No quintal de casa em meio a árvores, flores e plantas, Sebastião Gomes, de 54 anos, descansa sentado debaixo de uma sombra. Homem de fé, tem em mãos a Bíblia, sua companheira desde a infância. O clima é de paz junto à seus bichinhos de estimação – três cachorros e dois gatos. Sebastião não os ignora e trata todos como se fossem filhos. Quem o vê sereno dessa forma nem imagina que há sete dias ele correu o risco de morte. Ele é um dos sobreviventes do crime ambiental que ocorreu última sexta-feira na Barragem Mina Córrego do Feijão.

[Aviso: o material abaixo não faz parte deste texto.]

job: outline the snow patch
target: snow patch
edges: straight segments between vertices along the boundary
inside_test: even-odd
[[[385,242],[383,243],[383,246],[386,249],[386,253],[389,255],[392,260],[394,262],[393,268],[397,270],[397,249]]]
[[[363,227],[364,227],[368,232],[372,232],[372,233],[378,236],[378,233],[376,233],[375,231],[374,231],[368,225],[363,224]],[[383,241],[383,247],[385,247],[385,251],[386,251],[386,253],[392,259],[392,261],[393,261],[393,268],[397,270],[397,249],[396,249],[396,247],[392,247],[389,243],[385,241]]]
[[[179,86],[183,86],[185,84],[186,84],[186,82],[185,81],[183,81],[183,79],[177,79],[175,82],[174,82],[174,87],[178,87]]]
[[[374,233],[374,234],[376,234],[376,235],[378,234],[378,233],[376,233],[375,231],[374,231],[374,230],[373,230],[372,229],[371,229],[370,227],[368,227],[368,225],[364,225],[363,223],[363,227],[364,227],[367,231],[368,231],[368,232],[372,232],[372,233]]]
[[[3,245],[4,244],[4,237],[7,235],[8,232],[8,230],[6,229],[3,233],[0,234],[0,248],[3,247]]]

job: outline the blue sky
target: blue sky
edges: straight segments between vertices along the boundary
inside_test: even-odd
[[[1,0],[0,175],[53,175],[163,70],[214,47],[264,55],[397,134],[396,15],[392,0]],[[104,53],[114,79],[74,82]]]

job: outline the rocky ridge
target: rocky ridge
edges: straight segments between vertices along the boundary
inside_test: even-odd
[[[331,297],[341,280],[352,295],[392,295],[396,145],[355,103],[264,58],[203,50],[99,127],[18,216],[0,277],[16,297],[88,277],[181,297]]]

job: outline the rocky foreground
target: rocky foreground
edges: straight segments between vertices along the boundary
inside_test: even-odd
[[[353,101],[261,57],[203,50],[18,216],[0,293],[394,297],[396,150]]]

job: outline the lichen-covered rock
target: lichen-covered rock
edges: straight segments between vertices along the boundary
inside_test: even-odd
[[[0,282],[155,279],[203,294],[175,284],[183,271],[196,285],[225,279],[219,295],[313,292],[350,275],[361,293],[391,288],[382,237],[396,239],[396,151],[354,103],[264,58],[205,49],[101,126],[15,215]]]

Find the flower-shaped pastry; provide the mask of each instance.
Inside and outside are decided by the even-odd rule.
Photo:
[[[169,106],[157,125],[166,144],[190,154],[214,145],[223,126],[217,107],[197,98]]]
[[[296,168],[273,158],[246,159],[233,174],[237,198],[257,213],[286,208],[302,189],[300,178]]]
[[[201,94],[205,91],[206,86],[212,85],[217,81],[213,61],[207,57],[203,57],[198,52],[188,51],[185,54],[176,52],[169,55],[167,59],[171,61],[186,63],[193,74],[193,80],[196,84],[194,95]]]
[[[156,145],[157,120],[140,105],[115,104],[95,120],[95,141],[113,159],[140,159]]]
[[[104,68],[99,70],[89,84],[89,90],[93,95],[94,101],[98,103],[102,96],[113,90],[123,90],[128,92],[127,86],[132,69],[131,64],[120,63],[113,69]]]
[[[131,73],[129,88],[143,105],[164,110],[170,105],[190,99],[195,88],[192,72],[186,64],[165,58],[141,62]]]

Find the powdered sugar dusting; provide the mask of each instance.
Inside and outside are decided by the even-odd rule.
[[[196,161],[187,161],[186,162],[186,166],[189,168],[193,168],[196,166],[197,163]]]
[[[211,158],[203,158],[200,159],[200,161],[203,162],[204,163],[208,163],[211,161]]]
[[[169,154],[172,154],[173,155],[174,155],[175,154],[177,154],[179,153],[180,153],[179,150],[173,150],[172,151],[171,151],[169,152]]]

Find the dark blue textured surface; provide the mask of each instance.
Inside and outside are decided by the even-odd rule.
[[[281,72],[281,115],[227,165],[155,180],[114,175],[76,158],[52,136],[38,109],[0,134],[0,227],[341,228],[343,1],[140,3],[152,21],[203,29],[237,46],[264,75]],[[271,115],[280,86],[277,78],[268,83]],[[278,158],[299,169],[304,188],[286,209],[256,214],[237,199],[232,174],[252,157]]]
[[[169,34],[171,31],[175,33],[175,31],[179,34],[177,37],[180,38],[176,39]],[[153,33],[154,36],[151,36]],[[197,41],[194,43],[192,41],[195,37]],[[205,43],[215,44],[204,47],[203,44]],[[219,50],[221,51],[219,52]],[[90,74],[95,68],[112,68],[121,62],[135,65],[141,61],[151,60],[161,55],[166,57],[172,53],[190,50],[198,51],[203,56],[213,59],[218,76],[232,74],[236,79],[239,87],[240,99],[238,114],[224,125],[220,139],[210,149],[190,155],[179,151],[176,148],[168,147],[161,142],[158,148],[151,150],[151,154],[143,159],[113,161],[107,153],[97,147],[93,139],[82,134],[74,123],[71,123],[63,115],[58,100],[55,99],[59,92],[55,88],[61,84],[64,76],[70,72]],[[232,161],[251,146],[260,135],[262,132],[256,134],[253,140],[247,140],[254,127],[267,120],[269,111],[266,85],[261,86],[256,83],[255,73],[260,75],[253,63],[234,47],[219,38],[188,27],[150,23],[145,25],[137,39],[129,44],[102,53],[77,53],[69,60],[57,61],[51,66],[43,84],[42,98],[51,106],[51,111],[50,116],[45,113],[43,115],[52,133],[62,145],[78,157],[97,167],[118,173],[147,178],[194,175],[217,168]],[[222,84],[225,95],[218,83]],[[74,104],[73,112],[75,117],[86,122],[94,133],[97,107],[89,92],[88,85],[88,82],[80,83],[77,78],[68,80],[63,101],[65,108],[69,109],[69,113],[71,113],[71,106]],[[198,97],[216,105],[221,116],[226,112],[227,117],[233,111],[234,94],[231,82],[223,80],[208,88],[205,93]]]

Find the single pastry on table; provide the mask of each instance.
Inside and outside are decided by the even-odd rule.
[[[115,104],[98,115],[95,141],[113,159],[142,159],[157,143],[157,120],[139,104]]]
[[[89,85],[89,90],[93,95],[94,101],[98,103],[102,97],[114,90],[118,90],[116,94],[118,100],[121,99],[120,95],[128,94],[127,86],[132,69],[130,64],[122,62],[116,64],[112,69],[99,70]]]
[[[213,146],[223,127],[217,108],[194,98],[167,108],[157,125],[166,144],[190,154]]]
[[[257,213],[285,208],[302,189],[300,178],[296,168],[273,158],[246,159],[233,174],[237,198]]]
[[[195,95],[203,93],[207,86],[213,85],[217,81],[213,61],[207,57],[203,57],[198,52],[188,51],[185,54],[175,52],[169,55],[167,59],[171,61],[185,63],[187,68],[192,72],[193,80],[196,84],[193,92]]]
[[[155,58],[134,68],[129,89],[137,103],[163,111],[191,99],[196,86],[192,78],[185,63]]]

Casado e pai de três filhos, ele mora no Bairro Jardim das Alterosas, em Betim, na Grande BH, há mais de 20 anos e trabalha na Vale há nove.
Ele estava no momento em que a barragem se rompeu, mas foi salvo do mar de lama que devastou o refeitório da empresa, área administrativa, além de uma pousada localizada próximo ao local. “Agora eu tenho duas datas de nascimento, uma em 22 de julho, e outra 25 de janeiro”, desabafou Sebastião, em entrevista ao jornal Estado de Minas.
Era um dia normal, quando ele e o amigo Elias de Jesus Nunes terminaram de almoçar e saíram do refeitório às 11h20. Eles pegaram a caminhonete e subiram para continuar o serviço. Foi nesse momento que escutaram um forte barulho. “Só escutamos um estrondo, que não tem como explicar a força. Foi muito violento. Quando olhamos para o lado vimos muita lama. Só deu tempo de correr para caminhonete. Estava procurando por um abrigo com medo de entrar no carro. Mas o Elias me disse: 'não Sebastião, entra na caminhonete, se não você vai morrer'. Só deu tempo de entrar no veículo. Tratores descendo, ferro distorcido por todo lado, e em frente se via um raio enorme de rejeitos. Nesse momento começamos a rezar o Pai nossomuito alto.”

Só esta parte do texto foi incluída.